Mg2+ is known to be a potent inhibitor of F1 ATPases from various sources. Such inhibition requires the presence of a tightly bound ADP at a catalytic site. Results with the spinach chloroplast F1 ATPase (CF1) show that the time delays of up to 1 min or more in the induction or the relief of the inhibition are best explained by a slow binding and slow release of Mg2+ rather than by slow enzyme conformational changes. CF1 is known to have multiple Mg2+ binding sites with Kd values in the micromolar range.
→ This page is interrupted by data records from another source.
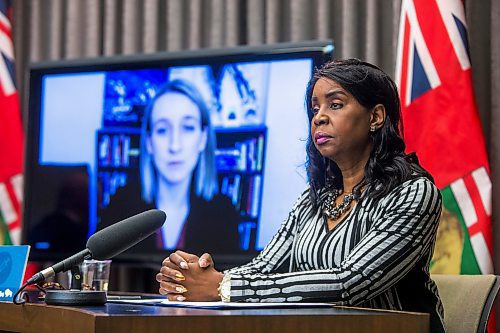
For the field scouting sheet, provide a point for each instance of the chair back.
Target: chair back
(467, 300)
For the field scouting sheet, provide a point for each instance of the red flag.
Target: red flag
(11, 136)
(442, 125)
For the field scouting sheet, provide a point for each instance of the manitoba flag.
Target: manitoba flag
(11, 136)
(442, 125)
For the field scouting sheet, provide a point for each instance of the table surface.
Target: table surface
(118, 317)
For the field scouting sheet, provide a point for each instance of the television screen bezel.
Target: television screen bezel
(318, 51)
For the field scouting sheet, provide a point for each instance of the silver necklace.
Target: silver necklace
(333, 211)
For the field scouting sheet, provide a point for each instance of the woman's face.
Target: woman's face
(340, 127)
(176, 137)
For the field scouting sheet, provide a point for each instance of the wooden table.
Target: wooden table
(41, 318)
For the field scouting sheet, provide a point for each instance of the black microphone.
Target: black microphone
(109, 242)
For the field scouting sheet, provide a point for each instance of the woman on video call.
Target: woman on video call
(178, 175)
(361, 234)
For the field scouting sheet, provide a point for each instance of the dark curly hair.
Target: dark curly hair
(388, 165)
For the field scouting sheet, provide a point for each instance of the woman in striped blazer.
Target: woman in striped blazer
(363, 231)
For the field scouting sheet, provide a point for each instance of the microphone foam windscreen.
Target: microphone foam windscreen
(122, 235)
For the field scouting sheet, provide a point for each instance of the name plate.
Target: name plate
(13, 260)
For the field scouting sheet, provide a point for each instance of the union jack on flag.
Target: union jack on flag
(442, 125)
(11, 136)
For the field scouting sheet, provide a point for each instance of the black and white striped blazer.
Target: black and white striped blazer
(377, 257)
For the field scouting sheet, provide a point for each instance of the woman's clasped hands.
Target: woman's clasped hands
(187, 277)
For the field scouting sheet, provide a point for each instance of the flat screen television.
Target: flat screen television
(215, 138)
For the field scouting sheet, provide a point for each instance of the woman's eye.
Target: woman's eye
(189, 128)
(335, 106)
(161, 130)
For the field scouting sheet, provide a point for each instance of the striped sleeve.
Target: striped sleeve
(403, 232)
(279, 248)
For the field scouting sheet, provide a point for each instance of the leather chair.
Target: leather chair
(467, 300)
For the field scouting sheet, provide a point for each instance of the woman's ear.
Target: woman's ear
(203, 139)
(377, 117)
(149, 145)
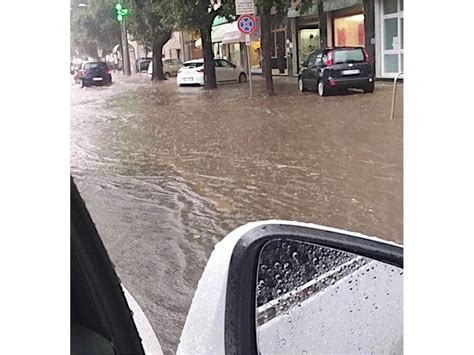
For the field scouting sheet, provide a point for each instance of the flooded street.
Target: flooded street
(167, 172)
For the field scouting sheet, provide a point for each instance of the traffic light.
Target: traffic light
(121, 12)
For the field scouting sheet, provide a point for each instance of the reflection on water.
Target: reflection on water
(166, 172)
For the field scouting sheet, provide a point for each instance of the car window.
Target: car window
(348, 56)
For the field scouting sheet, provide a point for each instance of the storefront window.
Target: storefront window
(401, 33)
(349, 31)
(392, 35)
(308, 41)
(391, 63)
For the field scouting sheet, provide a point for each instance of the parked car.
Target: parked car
(142, 63)
(170, 67)
(323, 291)
(192, 72)
(334, 69)
(94, 73)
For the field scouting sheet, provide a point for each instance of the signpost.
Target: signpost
(247, 25)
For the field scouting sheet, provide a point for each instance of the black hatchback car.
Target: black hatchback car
(95, 73)
(334, 69)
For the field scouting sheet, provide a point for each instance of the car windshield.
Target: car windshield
(348, 56)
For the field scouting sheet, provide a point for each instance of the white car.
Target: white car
(192, 72)
(170, 67)
(269, 287)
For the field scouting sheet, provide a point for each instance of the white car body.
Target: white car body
(192, 72)
(170, 67)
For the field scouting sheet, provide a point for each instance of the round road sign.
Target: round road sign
(246, 24)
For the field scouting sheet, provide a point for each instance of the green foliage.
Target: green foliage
(94, 26)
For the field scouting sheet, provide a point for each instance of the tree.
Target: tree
(151, 22)
(94, 26)
(199, 15)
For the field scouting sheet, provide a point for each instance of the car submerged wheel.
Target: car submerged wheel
(301, 85)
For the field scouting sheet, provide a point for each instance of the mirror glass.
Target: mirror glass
(318, 300)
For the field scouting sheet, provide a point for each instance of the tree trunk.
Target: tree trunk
(158, 43)
(266, 49)
(210, 81)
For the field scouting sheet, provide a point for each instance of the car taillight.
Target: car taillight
(366, 55)
(328, 60)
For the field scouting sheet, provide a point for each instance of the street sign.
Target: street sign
(246, 24)
(244, 7)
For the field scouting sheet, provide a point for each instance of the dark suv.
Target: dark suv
(94, 73)
(333, 69)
The inhibitory Mg2+ and ADP can bind independently to CF1. When Mg2+ and ATP are added to the uninhibited enzyme, a relatively fast rate of hydrolysis attained soon after the addition is followed by a much slower steady-state rate. The inhibited steady-state rate results from a slowly attained equilibrium of binding of medium Mg2+. The Kd for the binding of the inhibitory Mg2+ is in the range of 1-8 microM, in the presence or absence of added ATP, as based on the extent of rate inhibition induced by Mg2+. Assessments from 18O exchange experiments show that the binding of Mg2+ is accompanied by a relatively rapid change to an enzyme form that is incapable of hydrolyzing MgATP. When ATP is added to the Mg2+- and ADP-inhibited enzyme, the resulting reactivation can be explained by MgATP binding to an alternate catalytic site which results in a displacement of the tightly bound ADP after a slow release of Mg2+. Both an increase in temperature (to 50 degrees C) and the presence of activating anions such as bicarbonate or sulfite reduce the extent of the Mg2+ inhibition markedly. The activating anions may bind to CF1 in place of Pi near the ADP. Whether the inhibitory Mg2+ binds at catalytic or noncatalytic nucleotide binding sites or at another location is not known. The Mg2(+)- and ADP-induced inhibition appears to be a general property of F1 ATPases, which show considerable differences in affinity for ADP, Mg2+, and Pi. These differences may reflect physiological control functions.